Quantitative Counting of Single Fluorescent Molecules by Combined Electrochemical Adsorption Accumulation and Total Internal Reflection Fluorescence Microscopy

• Published in: Analytical chemistry (Washington) Vol. 80; no. 11; pp. 3999 - 4006
• Main Authors: Li, Lu, Tian, Xinzhe, Zou, Guizheng, Shi, Zhikun, Zhang, Xiaoli, Jin, Wenrui
• Format: Journal Article
• Language: English
• Published: Washington, DC American Chemical Society 01.06.2008
• Subjects: Adsorption; Analytical chemistry; Chemistry; Electrochemical methods; Exact sciences and technology; Fluorescence; Microscopy; Molecules; Proteins; Spectrometric and optical methods; Rhodamine; Dyes; Electrochemical method; Charge coupled device; IgG; Indium oxide; Protein; Fluorescence spectrometry; Chemical enrichment; Total internal reflection; Sensitivity; Adsorption; DNA; Imaging; Tin oxide; Counting; Fluorescence microscopy; Quantitative analysis
• ISSN: 0003-2700; 1520-6882
• DOI: 10.1021/ac702534h

We developed an ultrasensitive quantitative single-molecule imaging method for fluorescent molecules using a combination of electrochemical adsorption accumulation and total internal reflection fluorescence microscopy (TIRFM).

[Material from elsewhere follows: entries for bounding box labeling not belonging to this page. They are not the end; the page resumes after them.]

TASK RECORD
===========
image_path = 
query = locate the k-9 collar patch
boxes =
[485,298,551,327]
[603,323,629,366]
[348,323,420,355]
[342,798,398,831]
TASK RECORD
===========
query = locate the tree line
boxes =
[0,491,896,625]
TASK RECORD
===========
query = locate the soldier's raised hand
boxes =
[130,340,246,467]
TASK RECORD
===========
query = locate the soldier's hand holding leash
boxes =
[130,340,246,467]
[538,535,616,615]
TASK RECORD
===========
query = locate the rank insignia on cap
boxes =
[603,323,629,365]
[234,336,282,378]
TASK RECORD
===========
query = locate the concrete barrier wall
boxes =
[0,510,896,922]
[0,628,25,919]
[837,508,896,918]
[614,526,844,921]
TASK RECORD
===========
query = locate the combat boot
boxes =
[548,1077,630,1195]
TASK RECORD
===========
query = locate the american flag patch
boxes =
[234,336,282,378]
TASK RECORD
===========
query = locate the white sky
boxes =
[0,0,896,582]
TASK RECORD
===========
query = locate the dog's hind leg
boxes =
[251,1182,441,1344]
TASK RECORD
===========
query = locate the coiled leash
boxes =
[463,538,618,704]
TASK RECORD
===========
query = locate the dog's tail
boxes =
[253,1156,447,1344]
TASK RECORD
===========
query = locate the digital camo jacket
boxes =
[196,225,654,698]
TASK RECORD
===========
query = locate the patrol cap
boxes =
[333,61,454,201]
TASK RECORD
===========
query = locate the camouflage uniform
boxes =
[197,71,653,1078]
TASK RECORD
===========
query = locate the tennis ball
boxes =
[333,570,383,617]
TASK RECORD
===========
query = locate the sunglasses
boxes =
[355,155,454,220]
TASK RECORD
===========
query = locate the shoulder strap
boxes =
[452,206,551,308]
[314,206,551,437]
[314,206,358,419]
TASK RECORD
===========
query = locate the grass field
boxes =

We chose rhodamine 6G (R6G, fluorescence dye) or goat anti-rat IgG(H+L) (IgG(H+L)-488), a protein labeled by Alexa Fluor 488 or DNA labeled by 6-CR6G (DNA-R6G) as the model molecules. The fluorescent molecules were accumulated on a light transparent indium tin oxide (ITO) conductive microscope coverslip using electrochemical adsorption in a stirred solution. Then, images of the fluorescent molecules accumulated on the ITO coverslip sized 40 × 40 µm were acquired using an objective-type TIRFM instrument coupled with a high-sensitivity electron multiplying charge-coupled device. One hundred images of the fluorescent molecules accumulated on the coverslip were taken consecutively, one by one, by moving the coverslip with the aid of a three-dimensional positioner. Finally, we counted the number of fluorescent spots corresponding to single fluorescent molecules on the images. The linear relationships between the number of fluorescent molecules and the concentration were obtained in the range of 5 × 10−15 to 5 × 10−12 mol/L for R6G, 3 × 10 −15 to 2 × 10−12 mol/L for IgG(H+L)-488, and 3 × 10−15 to 2 × 10−12 mol/L for DNA-R6G.